Other small-scale machinery
Micromachines: Machines small by ordinary standards, but whose
components lack atomically-specified structures and do not approach
the atomic scale. Typically, they are made using extensions of
microelectronic technology and lack motors, rotary bearings, and so
Small and Molecular Technologies
Molecular electronics and molecular machinery fall within the broad
field of small-scale technology. Distinctions between bulk and
molecular technologies again seem useful, together with finer
distinctions within these domains.
Protein engineering: The design and modification of proteins to serve
novel mechanical, chemical, or electronic functions.
Macromolecular engineering: The design and synthesis of large
molecules to serve novel mechanical, chemical, or electronic
Supramolecular engineering: The design and synthesis of molecules
(such as proteins) that self-assemble into systems able to serve novel
mechanical, chemical, or electronic functions.
Nanotechnology: Technology based on assemblers able to build systems
to complex atomic specifications. Individual parts serving distinct
functions may thus range down to sub-nanometer size. Expected
products include molecular circuits and nanomachines.

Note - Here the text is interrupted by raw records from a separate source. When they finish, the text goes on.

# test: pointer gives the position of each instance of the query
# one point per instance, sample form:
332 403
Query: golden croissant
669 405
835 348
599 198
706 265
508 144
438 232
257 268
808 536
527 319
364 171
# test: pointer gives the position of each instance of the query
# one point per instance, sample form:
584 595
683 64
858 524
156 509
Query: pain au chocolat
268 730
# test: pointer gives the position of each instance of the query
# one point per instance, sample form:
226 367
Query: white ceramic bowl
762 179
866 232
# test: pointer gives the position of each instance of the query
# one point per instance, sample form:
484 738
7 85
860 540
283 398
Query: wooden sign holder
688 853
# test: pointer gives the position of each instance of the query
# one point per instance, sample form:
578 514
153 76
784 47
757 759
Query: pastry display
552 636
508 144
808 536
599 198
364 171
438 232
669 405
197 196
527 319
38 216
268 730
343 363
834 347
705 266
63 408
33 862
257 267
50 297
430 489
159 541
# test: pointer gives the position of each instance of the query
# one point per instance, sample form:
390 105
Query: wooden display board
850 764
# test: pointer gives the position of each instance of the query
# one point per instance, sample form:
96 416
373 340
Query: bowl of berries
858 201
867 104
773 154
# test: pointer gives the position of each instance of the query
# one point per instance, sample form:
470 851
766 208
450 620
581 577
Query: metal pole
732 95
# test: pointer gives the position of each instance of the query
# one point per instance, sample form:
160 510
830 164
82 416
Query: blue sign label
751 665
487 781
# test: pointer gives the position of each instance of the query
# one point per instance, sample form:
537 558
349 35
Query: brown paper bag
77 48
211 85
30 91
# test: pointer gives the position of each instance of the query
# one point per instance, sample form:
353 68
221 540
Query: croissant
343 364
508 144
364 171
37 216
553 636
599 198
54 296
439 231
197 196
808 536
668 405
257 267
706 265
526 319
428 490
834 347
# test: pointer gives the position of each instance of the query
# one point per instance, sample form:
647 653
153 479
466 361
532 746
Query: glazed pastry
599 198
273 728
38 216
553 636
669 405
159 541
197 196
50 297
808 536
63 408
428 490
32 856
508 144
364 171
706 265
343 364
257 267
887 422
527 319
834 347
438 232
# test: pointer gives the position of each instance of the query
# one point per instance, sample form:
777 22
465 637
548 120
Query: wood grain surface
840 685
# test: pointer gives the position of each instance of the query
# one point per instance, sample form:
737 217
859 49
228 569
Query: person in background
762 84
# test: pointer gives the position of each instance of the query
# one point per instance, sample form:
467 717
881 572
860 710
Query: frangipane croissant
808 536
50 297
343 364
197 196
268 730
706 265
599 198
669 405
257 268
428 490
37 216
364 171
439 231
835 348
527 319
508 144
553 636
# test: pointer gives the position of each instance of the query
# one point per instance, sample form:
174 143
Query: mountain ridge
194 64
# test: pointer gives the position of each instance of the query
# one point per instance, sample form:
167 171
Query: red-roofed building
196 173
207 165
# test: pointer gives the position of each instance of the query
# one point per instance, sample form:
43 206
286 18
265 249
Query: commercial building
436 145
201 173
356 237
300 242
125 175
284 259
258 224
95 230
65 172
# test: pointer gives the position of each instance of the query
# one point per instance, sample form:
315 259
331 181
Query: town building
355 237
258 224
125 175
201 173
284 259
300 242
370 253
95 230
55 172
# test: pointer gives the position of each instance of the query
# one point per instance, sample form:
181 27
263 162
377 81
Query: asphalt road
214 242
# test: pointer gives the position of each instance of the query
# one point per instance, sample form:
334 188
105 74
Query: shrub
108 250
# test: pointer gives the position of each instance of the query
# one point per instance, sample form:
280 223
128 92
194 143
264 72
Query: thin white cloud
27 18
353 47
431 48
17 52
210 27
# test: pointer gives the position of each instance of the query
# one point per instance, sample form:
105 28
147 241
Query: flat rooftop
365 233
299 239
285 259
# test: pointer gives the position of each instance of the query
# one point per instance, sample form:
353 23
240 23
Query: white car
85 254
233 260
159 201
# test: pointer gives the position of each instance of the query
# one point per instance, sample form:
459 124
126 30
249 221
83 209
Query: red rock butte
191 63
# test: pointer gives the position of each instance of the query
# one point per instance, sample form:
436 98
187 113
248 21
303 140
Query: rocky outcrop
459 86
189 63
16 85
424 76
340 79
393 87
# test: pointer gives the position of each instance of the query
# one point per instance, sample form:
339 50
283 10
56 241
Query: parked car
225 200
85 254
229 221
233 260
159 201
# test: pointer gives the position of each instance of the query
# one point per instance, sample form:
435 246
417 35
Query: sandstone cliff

Small-scale bulk technologies
Microtechnology: Technology characterized by micron-scale parts,
including modern microelectronics and micromachines.
Sub-micron technology: Microtechnology extended into the sub-micron or
multi-nanometer domain, characterized by the refinement of techniques
for selective deposition, irradiation, and etching. While unable to
build complex, atomically-defined components and systems, these
techniques can yield feature sizes that overlap with macromolecular
The above distinctions are intended to follow natural lines in the
field; the terms are more tentative, but are intended to follow usage
in the relevant literatures. In making these distinctions, it is
important to recognize the essential unity of the interdisciplinary
field of molecular science and technology. A given piece of research
may have significance in many areas.